Climate Change Negotiations and Third World Countries (Past, Present and Future)
Nasir, S. (2014). Climate Change Negotiations and Third World Countries (Past, Present and Future) (Thesis, Master of Laws (LLM)). University of Waikato, Hamilton, New Zealand. Retrieved from https://hdl.handle.net/10289/8994
Permanent Research Commons link: https://hdl.handle.net/10289/8994
International response to tackle climate change resulted in the establishment of the Intergovernmental Panel on Climate Change 1992 (IPCC), entrusted with the task to present scientific findings to develop international legal framework on climate change. IPCC presented four reports and fifth report is around the corner which successively endorsed the climate change phenomena, its impacts and vulnerabilities of the different regions mostly inhabited by the third world countries. International efforts to tackle the climate change phenomenon resulted in the designing of the United Nations Convention Framework on the Climate Change 1992 (UNFCCC) embedding different environmental principles and the most pivotal one was the principle of common but differentiated responsibilities reinforcing the historical responsibilities notion of the developed countries to help developing countries in terms of finance and technology. This principle remained the guiding principle of UNFCCC negotiations since 1992 between developed and developing countries and got legal expression in the Kyoto Protocol 1997(upto 2012 and extended up to 2020 on interim basis to frame new agreement by 2015, applicable by 2020) to UNFCCC which prescribed compulsory obligations to developed countries and provided cushion of time allowance for developing countries obligations to reduce the carbon emissions; the real objective of UNFCCC and the financial help and technological transfer for adaptation and mitigation the carbon emissions.

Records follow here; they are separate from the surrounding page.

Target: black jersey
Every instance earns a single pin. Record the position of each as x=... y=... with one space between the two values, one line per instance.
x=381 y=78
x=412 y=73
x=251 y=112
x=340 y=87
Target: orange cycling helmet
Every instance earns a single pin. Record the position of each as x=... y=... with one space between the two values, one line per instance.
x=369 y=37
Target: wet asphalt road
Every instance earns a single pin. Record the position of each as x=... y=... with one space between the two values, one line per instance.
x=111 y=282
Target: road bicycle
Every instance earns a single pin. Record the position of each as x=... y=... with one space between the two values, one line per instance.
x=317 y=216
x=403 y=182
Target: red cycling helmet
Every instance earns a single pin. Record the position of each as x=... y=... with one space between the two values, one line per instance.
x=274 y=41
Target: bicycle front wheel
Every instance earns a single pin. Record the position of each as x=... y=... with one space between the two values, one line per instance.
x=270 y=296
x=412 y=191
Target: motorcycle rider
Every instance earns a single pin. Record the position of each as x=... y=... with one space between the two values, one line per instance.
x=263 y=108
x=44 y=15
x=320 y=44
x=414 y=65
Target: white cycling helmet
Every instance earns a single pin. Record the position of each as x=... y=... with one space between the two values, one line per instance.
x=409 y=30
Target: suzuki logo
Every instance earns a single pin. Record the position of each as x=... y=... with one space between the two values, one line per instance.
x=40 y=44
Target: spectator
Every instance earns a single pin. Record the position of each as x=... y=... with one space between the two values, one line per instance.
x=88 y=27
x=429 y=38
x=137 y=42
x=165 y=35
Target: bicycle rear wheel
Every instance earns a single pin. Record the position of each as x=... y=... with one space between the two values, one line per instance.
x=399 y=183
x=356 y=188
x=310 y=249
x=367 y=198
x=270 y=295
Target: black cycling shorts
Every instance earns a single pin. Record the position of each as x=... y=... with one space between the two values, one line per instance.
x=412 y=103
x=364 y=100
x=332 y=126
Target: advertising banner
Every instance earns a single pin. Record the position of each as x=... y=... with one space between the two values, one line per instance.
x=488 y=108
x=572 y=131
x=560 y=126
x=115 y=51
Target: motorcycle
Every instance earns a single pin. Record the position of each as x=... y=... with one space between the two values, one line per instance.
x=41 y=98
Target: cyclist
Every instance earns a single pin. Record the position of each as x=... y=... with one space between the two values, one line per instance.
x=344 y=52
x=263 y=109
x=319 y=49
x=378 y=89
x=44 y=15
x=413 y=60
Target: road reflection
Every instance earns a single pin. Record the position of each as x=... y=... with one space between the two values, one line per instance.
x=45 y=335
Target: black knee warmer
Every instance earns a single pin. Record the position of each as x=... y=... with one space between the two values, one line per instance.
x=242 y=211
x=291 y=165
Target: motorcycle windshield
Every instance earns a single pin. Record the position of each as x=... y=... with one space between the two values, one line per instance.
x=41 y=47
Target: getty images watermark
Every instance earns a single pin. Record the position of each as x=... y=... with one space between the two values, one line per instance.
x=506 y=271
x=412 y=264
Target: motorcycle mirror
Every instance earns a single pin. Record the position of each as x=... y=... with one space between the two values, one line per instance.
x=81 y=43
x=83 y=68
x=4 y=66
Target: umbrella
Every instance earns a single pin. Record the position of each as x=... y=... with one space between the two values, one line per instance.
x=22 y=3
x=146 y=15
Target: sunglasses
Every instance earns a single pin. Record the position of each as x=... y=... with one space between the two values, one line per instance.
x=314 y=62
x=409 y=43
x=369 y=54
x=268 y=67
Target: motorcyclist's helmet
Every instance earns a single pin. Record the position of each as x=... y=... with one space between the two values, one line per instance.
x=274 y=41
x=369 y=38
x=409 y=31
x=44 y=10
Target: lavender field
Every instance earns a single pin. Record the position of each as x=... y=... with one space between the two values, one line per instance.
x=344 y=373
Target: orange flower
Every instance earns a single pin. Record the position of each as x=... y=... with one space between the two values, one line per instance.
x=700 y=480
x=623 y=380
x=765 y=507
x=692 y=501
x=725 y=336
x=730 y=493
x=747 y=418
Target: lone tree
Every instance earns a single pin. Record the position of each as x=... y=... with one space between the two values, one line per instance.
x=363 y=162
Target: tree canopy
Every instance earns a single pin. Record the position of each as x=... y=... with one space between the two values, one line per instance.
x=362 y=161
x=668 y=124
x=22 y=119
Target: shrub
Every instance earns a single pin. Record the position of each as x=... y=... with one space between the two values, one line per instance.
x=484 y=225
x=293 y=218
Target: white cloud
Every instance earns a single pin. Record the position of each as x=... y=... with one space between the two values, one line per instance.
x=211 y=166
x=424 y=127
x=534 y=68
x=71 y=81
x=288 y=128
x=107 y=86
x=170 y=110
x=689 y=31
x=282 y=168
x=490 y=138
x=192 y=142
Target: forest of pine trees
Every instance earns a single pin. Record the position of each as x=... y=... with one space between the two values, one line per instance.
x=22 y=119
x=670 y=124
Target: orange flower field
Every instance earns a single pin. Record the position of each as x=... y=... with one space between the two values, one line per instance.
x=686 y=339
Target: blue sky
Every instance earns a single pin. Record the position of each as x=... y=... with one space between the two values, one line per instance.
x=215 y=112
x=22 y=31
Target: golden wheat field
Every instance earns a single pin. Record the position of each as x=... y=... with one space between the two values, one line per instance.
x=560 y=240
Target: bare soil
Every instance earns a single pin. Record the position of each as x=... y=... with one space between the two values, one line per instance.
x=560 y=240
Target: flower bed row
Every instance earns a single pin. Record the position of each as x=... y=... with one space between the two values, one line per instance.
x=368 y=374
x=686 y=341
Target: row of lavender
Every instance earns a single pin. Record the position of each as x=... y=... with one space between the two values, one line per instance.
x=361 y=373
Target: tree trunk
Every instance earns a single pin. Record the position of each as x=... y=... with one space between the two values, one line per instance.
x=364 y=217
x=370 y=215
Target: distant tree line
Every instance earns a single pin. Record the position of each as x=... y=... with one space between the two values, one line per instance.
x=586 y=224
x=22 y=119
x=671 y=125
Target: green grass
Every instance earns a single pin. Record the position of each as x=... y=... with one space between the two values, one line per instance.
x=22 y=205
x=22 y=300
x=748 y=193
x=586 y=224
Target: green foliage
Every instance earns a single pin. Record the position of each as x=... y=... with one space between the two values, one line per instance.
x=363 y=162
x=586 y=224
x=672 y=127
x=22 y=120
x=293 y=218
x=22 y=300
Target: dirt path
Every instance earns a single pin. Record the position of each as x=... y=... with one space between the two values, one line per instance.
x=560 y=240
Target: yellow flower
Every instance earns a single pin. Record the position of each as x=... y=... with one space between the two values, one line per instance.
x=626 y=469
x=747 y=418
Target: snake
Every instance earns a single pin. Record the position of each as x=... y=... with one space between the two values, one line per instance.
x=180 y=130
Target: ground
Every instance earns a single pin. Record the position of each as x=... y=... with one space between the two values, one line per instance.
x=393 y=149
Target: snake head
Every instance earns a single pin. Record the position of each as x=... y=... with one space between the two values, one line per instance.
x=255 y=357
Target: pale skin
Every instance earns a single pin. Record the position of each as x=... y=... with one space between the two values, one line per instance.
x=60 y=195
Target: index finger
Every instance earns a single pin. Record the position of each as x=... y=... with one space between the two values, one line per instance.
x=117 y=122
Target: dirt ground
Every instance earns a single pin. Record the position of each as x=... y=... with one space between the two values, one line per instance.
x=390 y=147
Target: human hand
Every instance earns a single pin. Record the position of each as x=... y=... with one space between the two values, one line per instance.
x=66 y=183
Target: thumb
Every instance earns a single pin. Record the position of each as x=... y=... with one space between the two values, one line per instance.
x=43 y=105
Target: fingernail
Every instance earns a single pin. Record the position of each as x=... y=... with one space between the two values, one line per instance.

Unfortunately, developing countries could not effectively implement the climate change obligations and could not equip themselves to put themselves on the path of sustainable development resultantly having stalled round of negotiations in each year Conference of Parties (COP) except in COP 17 at Durban 2011 where it was principally agreed that new regime or agreement needed to be sketched by 2015, to be applied by 2020, applicable to all parties (moving away from the cornerstone principle of common but differentiated responsibilities) but developing countries started interpreting the cornerstone principle in such a manner and terms to suit them like the common but shared responsibilities according to historical sharing towards carbon emissions for each country which choked the negotiation process and endangered the negotiation for new international climate treaty to tackle climate change horrendous effects on the earth eco-system.